足元に買い物袋の置く音を耳にしたときには、小林にぎゅっと抱き竦められていた。
「指輪……。色気のない渡し方をして悪かった」
「なんで今更こんな場所に引きずり込んで、抱きしめながら謝るんですか。誠意が感じられないですって」
「今日に限って何をやっても、竜馬に叱られてばかりいるな」
反省の色がない小林の態度に呆れ返り、されるがままでいた。無精髭が頬に当たってチクチクしたけど、小林の存在を間近で感じることのできる感覚は、愛しさを伴うものだった。
「小林さん、どうしてあのタイミングで、指輪を渡そうと思ったんですか?」
微妙な雰囲気を打破すべく、まずは疑問に感じたことを口にしてみた。
「お前が俺の物だっていう、印が欲しかったから」
「印?」
囁くように言葉を発すると、小林の顔が目の前に移動してきた。薄暗がりだったけどその表情は、大通りに設置された街灯の明かりでしっかりと確認できる。いつも口元に浮かべている笑みがなく、どこかしょんぼりしているように見えた。
「イケメンすぎる竜馬くん。身近でお前を狙ってるヤツがいるんだぞ」
「それって1ヶ月前に、事務のバイトで入ってきたコですよね?」
「何だ、気がついていたのか。『畑中くんってすっごくカッコイイし、優しいですよねー。彼女いるんでしょうか?』なぁんていうのを、内勤のヤツらに根掘り葉掘り聞いて回っていた」
必死に声色を高くして可愛らしくセリフを言い切った小林を、白い目で竜馬は見つめ続けた。ところどころ掠れて可愛らしさの欠片すらないそれに、軽くため息をついてみせる。

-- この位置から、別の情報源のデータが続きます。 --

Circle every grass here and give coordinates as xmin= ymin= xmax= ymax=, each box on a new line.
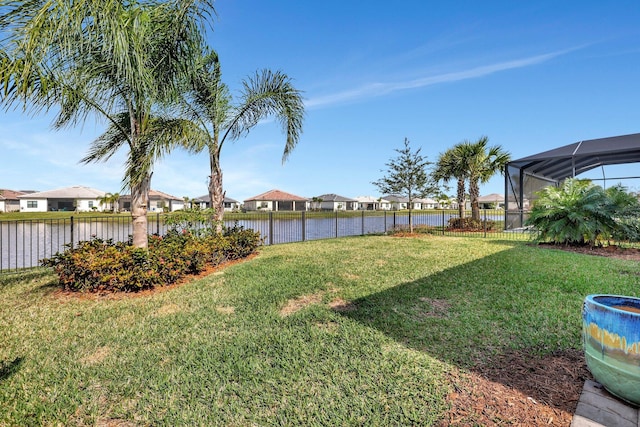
xmin=1 ymin=235 xmax=639 ymax=425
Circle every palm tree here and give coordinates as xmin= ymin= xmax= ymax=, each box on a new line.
xmin=433 ymin=146 xmax=468 ymax=219
xmin=110 ymin=192 xmax=121 ymax=214
xmin=433 ymin=137 xmax=510 ymax=223
xmin=459 ymin=136 xmax=511 ymax=221
xmin=0 ymin=0 xmax=213 ymax=248
xmin=183 ymin=50 xmax=304 ymax=228
xmin=98 ymin=193 xmax=114 ymax=212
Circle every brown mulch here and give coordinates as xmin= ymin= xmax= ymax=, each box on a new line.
xmin=537 ymin=242 xmax=640 ymax=261
xmin=440 ymin=349 xmax=590 ymax=426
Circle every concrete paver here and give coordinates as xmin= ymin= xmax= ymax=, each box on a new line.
xmin=571 ymin=380 xmax=639 ymax=427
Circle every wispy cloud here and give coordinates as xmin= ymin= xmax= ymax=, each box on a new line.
xmin=305 ymin=48 xmax=578 ymax=108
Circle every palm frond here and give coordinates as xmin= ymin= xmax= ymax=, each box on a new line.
xmin=224 ymin=69 xmax=304 ymax=162
xmin=80 ymin=112 xmax=131 ymax=164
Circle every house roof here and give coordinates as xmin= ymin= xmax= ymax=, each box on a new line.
xmin=148 ymin=190 xmax=182 ymax=201
xmin=194 ymin=195 xmax=239 ymax=203
xmin=17 ymin=186 xmax=106 ymax=199
xmin=245 ymin=189 xmax=308 ymax=202
xmin=315 ymin=193 xmax=356 ymax=202
xmin=478 ymin=193 xmax=504 ymax=202
xmin=507 ymin=132 xmax=640 ymax=181
xmin=383 ymin=194 xmax=410 ymax=203
xmin=0 ymin=189 xmax=28 ymax=201
xmin=415 ymin=197 xmax=438 ymax=203
xmin=120 ymin=189 xmax=183 ymax=201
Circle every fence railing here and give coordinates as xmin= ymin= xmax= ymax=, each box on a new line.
xmin=0 ymin=209 xmax=533 ymax=272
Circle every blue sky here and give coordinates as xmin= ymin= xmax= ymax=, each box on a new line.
xmin=2 ymin=1 xmax=640 ymax=201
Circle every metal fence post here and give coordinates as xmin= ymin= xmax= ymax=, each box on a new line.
xmin=384 ymin=211 xmax=387 ymax=233
xmin=302 ymin=211 xmax=306 ymax=241
xmin=157 ymin=213 xmax=160 ymax=235
xmin=335 ymin=211 xmax=338 ymax=238
xmin=70 ymin=216 xmax=75 ymax=249
xmin=442 ymin=210 xmax=445 ymax=235
xmin=393 ymin=212 xmax=396 ymax=230
xmin=361 ymin=211 xmax=365 ymax=235
xmin=483 ymin=209 xmax=487 ymax=238
xmin=269 ymin=212 xmax=273 ymax=245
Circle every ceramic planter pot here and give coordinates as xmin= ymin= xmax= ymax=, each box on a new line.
xmin=583 ymin=294 xmax=640 ymax=406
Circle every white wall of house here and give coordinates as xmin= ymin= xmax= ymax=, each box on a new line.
xmin=390 ymin=202 xmax=408 ymax=210
xmin=76 ymin=199 xmax=104 ymax=212
xmin=170 ymin=201 xmax=185 ymax=212
xmin=244 ymin=200 xmax=273 ymax=211
xmin=20 ymin=198 xmax=48 ymax=212
xmin=320 ymin=201 xmax=345 ymax=211
xmin=4 ymin=201 xmax=19 ymax=212
xmin=0 ymin=200 xmax=4 ymax=212
xmin=148 ymin=199 xmax=184 ymax=212
xmin=224 ymin=202 xmax=240 ymax=211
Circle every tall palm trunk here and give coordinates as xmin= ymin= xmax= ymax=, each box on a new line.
xmin=208 ymin=149 xmax=225 ymax=233
xmin=456 ymin=177 xmax=466 ymax=219
xmin=129 ymin=116 xmax=150 ymax=248
xmin=131 ymin=174 xmax=150 ymax=247
xmin=470 ymin=179 xmax=480 ymax=221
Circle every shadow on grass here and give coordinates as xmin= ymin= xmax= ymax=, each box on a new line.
xmin=339 ymin=243 xmax=591 ymax=415
xmin=0 ymin=357 xmax=24 ymax=382
xmin=0 ymin=268 xmax=54 ymax=287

「全然似ていないモノマネを見せられるとは、思いもしなかったです」
「とりあえずお前には、年上のしっかりした彼女がいることになっているからな」
「はあ!? 年上のしっかりした彼女ですか。しっかりした、ねえ……」
瞳を意味深に細めて見上げてくる竜馬の視線に小林は一瞬たじろいだが、顔にあるすべての表情筋をきゅっと引き締めた。自分がこれから告げる言葉に、信ぴょう性を持たせるべくの作戦である。
「しっかりしてるだろ。誰よりも深くお前を愛し、こうして感じさせることができるのは俺だけなんだから」
竜馬の顎に触れてやんわり唇を開かせると、被さるように小林の唇が重ねられる。
「んぁっ……ぁあっ」
こんな場所でキスするなんてという竜馬の苦情を防ぐように、舌を絡めて小林は責め立てた。それに負けじと抵抗すべく両手を使い、小林の体を叩いて嫌だということを訴えてみる。その動きを止めるためなのか、竜馬のズボンの上から大事な部分に触れはじめた。